Los personajes siguen estando igual de bien perfilados que siempre, avanzando como buenamente pueden entre un mar de contradicciones y un ambiente hostil, lo mismo vapuleados por la sensación de orfandad maternal que deja la marcha de un hijo (Grace) que por un vecindario que les repudia cada vez que van a pedir información como si fuesen un leproso que reparte abrazos gratuitos.

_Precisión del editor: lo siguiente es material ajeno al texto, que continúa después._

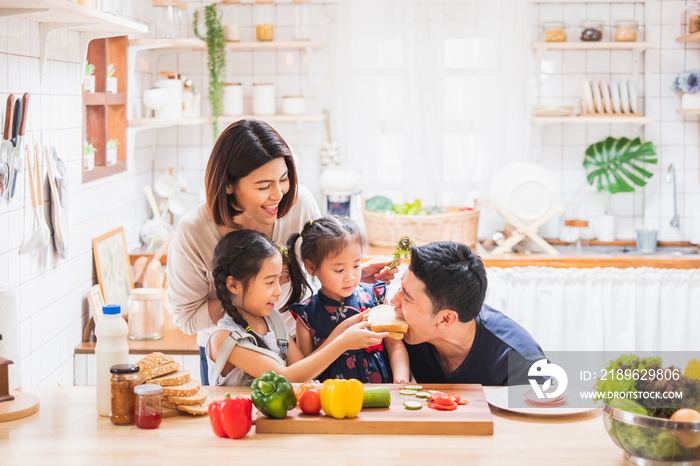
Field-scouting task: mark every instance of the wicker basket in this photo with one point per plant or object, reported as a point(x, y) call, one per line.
point(385, 229)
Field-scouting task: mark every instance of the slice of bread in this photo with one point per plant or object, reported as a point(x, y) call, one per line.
point(187, 389)
point(383, 319)
point(196, 410)
point(198, 398)
point(176, 378)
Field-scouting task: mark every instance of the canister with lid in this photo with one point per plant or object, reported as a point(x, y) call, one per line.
point(146, 318)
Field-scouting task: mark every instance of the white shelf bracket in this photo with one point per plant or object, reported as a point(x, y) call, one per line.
point(44, 30)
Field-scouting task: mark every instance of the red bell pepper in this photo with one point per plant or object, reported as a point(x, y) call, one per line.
point(231, 417)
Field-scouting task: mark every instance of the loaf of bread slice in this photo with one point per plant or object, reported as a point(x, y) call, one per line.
point(383, 319)
point(187, 389)
point(198, 398)
point(175, 378)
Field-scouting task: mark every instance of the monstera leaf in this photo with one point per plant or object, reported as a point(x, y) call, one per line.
point(615, 164)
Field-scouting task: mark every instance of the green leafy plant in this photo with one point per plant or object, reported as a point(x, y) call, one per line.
point(216, 62)
point(88, 148)
point(615, 165)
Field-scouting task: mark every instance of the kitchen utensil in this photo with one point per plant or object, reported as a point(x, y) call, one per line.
point(7, 148)
point(605, 93)
point(615, 96)
point(624, 97)
point(474, 418)
point(597, 97)
point(18, 165)
point(60, 227)
point(632, 89)
point(499, 399)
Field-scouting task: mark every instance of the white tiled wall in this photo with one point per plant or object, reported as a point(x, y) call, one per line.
point(674, 136)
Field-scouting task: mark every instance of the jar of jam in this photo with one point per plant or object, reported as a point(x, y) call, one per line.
point(124, 378)
point(626, 30)
point(148, 411)
point(592, 30)
point(554, 31)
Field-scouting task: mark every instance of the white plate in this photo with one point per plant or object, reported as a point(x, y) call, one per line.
point(587, 96)
point(633, 96)
point(597, 98)
point(615, 96)
point(526, 189)
point(624, 97)
point(499, 399)
point(605, 93)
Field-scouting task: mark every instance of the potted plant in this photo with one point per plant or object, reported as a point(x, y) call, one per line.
point(216, 62)
point(617, 166)
point(688, 84)
point(89, 78)
point(111, 152)
point(111, 81)
point(88, 156)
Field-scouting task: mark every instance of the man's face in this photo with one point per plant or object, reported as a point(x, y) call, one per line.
point(414, 306)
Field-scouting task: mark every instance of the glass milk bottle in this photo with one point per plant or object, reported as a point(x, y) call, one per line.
point(112, 348)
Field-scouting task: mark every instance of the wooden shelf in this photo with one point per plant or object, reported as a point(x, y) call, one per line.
point(622, 120)
point(197, 44)
point(694, 37)
point(639, 46)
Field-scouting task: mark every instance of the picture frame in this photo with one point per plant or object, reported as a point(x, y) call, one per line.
point(113, 268)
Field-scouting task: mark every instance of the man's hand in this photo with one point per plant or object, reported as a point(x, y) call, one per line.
point(374, 270)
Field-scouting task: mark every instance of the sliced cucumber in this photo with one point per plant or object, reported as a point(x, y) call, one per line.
point(412, 405)
point(413, 387)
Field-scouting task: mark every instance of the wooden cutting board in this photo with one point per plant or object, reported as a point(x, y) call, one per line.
point(471, 419)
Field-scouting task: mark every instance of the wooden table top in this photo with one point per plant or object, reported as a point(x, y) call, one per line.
point(67, 430)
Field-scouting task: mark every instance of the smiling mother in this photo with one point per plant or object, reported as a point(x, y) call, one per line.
point(250, 183)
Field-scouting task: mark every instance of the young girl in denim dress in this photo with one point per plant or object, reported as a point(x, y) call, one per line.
point(331, 250)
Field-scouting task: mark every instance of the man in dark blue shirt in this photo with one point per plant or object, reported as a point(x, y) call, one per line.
point(452, 336)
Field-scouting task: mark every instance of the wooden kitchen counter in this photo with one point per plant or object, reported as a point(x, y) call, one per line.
point(67, 430)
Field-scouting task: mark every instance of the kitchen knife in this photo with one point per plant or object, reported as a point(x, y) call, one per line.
point(6, 147)
point(18, 154)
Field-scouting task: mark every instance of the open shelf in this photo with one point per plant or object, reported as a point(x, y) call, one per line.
point(198, 44)
point(639, 46)
point(623, 120)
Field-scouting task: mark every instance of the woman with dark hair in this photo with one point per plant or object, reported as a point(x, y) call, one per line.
point(250, 183)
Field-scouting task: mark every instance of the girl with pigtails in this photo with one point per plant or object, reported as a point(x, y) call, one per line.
point(251, 338)
point(331, 250)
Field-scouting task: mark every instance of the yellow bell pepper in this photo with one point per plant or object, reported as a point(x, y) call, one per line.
point(342, 398)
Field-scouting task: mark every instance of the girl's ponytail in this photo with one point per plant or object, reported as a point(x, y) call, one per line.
point(297, 277)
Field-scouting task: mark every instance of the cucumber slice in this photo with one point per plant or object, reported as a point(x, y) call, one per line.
point(376, 397)
point(412, 405)
point(413, 387)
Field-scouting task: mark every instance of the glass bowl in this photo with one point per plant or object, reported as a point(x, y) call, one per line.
point(652, 441)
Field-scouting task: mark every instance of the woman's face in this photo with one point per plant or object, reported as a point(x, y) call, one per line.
point(259, 193)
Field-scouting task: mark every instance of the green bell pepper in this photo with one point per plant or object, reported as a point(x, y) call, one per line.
point(273, 395)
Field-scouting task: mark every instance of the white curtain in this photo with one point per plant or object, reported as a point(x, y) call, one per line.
point(429, 98)
point(642, 309)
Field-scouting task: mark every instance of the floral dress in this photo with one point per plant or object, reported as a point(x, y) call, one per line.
point(321, 314)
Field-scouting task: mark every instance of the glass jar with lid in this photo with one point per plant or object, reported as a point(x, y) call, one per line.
point(124, 378)
point(592, 30)
point(626, 30)
point(264, 20)
point(148, 414)
point(146, 319)
point(554, 31)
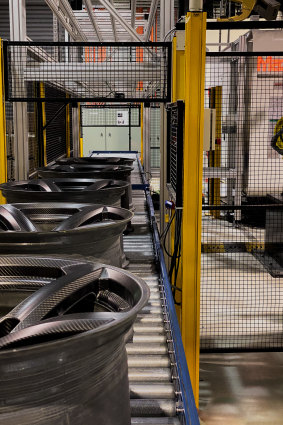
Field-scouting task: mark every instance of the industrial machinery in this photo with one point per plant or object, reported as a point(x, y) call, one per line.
point(64, 228)
point(69, 334)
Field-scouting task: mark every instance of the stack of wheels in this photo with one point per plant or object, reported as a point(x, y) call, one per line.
point(62, 341)
point(90, 171)
point(97, 191)
point(64, 228)
point(95, 160)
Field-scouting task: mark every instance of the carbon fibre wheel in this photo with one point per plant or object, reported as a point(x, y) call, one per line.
point(104, 191)
point(90, 171)
point(64, 228)
point(62, 348)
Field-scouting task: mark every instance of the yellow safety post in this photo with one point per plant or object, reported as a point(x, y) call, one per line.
point(68, 132)
point(3, 152)
point(42, 95)
point(178, 65)
point(178, 93)
point(80, 132)
point(142, 133)
point(192, 199)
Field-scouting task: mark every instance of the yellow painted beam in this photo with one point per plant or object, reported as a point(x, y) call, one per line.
point(247, 7)
point(142, 133)
point(3, 151)
point(192, 199)
point(42, 95)
point(68, 132)
point(178, 65)
point(178, 93)
point(80, 132)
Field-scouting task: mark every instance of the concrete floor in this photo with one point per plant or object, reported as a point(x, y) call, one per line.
point(241, 389)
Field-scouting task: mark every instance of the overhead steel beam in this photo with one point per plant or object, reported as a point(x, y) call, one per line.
point(66, 16)
point(17, 13)
point(89, 9)
point(133, 14)
point(150, 22)
point(113, 12)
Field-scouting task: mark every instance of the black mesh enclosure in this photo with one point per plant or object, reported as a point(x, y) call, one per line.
point(56, 130)
point(101, 72)
point(9, 139)
point(242, 232)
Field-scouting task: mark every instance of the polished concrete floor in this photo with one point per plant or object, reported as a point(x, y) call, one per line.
point(241, 389)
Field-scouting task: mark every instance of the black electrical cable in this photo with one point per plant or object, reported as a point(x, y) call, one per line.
point(175, 261)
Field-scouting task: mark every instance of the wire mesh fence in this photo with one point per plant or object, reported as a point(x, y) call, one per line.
point(155, 137)
point(242, 233)
point(89, 71)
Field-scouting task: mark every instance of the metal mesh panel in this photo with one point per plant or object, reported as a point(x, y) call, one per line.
point(175, 117)
point(242, 233)
point(56, 130)
point(110, 116)
point(155, 137)
point(32, 137)
point(9, 139)
point(90, 71)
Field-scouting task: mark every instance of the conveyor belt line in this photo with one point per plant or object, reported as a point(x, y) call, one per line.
point(160, 387)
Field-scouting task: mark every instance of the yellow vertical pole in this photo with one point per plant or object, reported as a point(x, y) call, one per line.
point(3, 152)
point(192, 199)
point(217, 155)
point(68, 133)
point(80, 132)
point(42, 95)
point(178, 64)
point(178, 93)
point(142, 133)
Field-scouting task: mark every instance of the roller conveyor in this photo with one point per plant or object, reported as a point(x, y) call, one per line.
point(160, 389)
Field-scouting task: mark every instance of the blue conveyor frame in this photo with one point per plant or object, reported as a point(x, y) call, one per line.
point(187, 410)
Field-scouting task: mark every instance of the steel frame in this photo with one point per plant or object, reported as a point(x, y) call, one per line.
point(164, 99)
point(195, 50)
point(3, 152)
point(17, 11)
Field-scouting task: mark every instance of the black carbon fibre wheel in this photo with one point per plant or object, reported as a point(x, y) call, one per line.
point(64, 228)
point(104, 191)
point(62, 349)
point(90, 171)
point(117, 160)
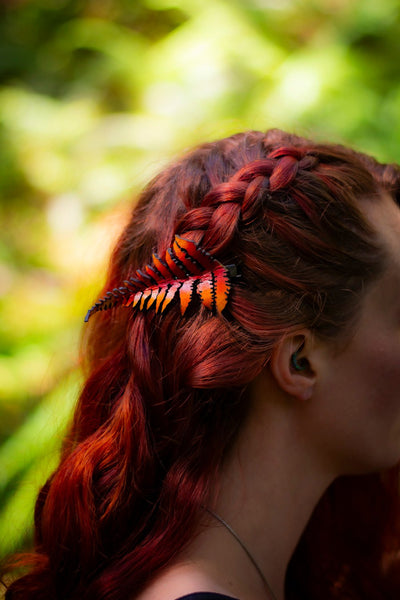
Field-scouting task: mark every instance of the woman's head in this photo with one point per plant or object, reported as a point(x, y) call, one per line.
point(166, 394)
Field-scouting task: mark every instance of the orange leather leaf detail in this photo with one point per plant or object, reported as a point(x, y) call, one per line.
point(161, 267)
point(222, 287)
point(174, 287)
point(186, 294)
point(154, 293)
point(205, 290)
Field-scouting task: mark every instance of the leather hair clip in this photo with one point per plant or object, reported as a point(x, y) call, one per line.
point(186, 271)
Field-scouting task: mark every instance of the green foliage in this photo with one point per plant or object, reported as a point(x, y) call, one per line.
point(95, 96)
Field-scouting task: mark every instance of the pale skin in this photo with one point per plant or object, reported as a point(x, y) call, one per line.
point(340, 415)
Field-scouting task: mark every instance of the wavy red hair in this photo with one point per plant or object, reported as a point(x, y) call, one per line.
point(165, 395)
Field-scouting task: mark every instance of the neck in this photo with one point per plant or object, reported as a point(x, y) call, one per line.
point(269, 487)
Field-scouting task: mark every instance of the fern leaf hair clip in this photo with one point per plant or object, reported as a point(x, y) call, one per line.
point(187, 271)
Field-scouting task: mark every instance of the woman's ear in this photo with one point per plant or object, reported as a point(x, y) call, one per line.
point(291, 364)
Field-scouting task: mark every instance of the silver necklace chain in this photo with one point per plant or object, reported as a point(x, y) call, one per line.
point(237, 538)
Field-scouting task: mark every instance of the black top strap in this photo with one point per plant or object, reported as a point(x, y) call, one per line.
point(206, 596)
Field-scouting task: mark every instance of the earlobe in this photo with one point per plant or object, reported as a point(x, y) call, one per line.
point(291, 365)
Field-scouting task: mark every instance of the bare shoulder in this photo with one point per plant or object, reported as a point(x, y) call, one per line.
point(179, 580)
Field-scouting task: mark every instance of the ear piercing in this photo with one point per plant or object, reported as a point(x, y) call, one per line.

Entre las virtudes de la serie, además de su espléndido uso de la tensión, con esa idea del círculo opresivo presidiendo una vez más la función —los policías rodeados por una turba nada amistosa, pero también la propia estructura de la serie que empieza y acaba con dos pasajes muy similares— figura también el magnífico empleo que los guionistas hacen de la repetición. Tanto la recolección de testimonios para averiguar quién decoró la pared de la casa de Dixon con sus sesos, como las distintas intervenciones rutinarias de los agentes, les llevan a visitar, una y otra vez, a las mismas personas (la viejecita que tiene una cámara en el timbre de su puerta, un señor enorme con problemas de salud mental, la esposa de un hombre que más bien parece una destilería humana…). Todos esos encuentros están dotados de singularidad y aportan siempre nuevas informaciones, a veces dramáticas, a veces tonales, con respecto a las anteriores, además de servir para marcar la progresión del relato.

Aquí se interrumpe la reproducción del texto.